A população fluminense merece uma avaliação mais isenta sobre o desequilíbrio orçamentário dos municípios produtores de petróleo. Aliás, as reclamações vem, exatamente, desses municípios privilegiados com as rendas extraordinárias da produção de petróleo na Bacia de Campos. Por que?

Primeiro, devemos lembrar que a lei de responsabilidade fiscal prega o equilíbrio das contas públicas nos municípios. Equilíbrio entre receitas e despesas, pressupõe o não envolvimento com operações de empréstimos. Aliás, o termo é, exatamente, esse - "empréstimo" - as despesas superam as receitas e o equilíbrio se dá com a captação de recursos de terceiros que tem um custo - "juros". Uma outra alternativa de captação de recursos de terceiros é através de emissão de ações no mercado acionário, nesse caso para empresas de capital aberto. Esta modalidade não é empréstimo, já que os envolvidos assumem o risco do negócio, ou seja, se der lucro ganhamos, se der prejuízo perdemos. Os detentores do capital passam a ser acionistas do negócio. De outra forma, o tratamento é empréstimo, com contrato, juro  e prazo determinado. Não adianta filosofar! Os título públicos emitidos pelas prefeituras, seja lá onde for, sofrerão um forte deságio (depreciação do valor original), o que definirá o custo da operação que será pago pelo devedor. Quanto as receitas de royalties, são as garantias contratuais.

Quero frisar não se tratar de oposição a ninguém, é preciso separar os interesses partidários de questões, estritamente, técnicas.
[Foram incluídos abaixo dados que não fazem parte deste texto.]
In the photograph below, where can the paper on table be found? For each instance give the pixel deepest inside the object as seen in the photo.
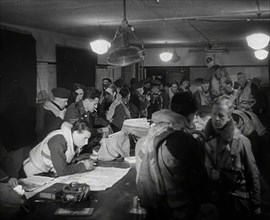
(130, 159)
(98, 179)
(33, 182)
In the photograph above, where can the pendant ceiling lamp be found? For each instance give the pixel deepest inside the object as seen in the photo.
(261, 54)
(100, 46)
(166, 56)
(258, 41)
(122, 52)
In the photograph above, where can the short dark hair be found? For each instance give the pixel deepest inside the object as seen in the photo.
(224, 99)
(229, 82)
(216, 67)
(239, 73)
(90, 93)
(184, 103)
(119, 83)
(183, 80)
(124, 92)
(80, 126)
(108, 79)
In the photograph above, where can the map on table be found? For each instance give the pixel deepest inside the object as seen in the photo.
(98, 179)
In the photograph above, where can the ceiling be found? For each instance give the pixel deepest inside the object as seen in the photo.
(156, 22)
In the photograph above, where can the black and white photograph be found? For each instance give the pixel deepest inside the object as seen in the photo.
(134, 109)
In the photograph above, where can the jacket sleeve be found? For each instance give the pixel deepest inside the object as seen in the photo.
(57, 146)
(118, 118)
(72, 114)
(6, 163)
(252, 174)
(51, 122)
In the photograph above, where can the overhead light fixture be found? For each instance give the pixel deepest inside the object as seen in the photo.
(100, 46)
(166, 56)
(122, 53)
(258, 41)
(261, 54)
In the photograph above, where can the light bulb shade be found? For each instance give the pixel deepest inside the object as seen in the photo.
(100, 46)
(125, 56)
(261, 54)
(166, 56)
(258, 41)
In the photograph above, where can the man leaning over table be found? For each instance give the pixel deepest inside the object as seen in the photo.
(57, 151)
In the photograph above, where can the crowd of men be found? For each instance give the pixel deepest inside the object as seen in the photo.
(197, 161)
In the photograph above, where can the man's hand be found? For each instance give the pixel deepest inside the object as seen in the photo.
(13, 182)
(89, 164)
(257, 211)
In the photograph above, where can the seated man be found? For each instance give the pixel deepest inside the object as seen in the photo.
(169, 163)
(10, 201)
(54, 111)
(230, 165)
(56, 152)
(118, 111)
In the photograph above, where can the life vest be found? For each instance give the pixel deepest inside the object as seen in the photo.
(40, 155)
(244, 97)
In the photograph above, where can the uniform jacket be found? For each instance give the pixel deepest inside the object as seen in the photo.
(55, 154)
(169, 166)
(117, 113)
(233, 160)
(53, 117)
(246, 97)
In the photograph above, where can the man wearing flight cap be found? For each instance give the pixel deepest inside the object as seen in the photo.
(54, 111)
(156, 101)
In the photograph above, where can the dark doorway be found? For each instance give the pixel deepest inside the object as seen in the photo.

Quando combato o endividamento público é porque olho os números da execução orçamentária dos municípios à luz dos cenários da conjuntura econômica. Não resta dúvida sobre a inconsequência, a falta de planejamento e o avanço das despesas de custeio dos mesmos municípios. Aliás, mesmo com toda a gastança, observem os indicadores econômicos desses municípios. Realmente tem algo errado!  

Como solução do problema, a indicação é combinar ações de curto, médio e longo prazo. No curto prazo, agir como as famílias e as empresas, priorizando e cortando os gastos que não geram valor para os interessados. No médio e longo prazo, desenvolver estratégias de aproximação com o setor produtivo e os centro de conhecimento científico, focando na valorização dos negócios existentes e no fomento de novos negócios com valor agregado e sustentáveis.


Entendemos que, somente desta maneira, as despesas atuais podem se ajustar as receitas reduzidas, em função da retração econômica nacional, enquanto os novos negócios e os atuais poderão potencializar o emprego, a renda e os tributos, no médio e longo prazo.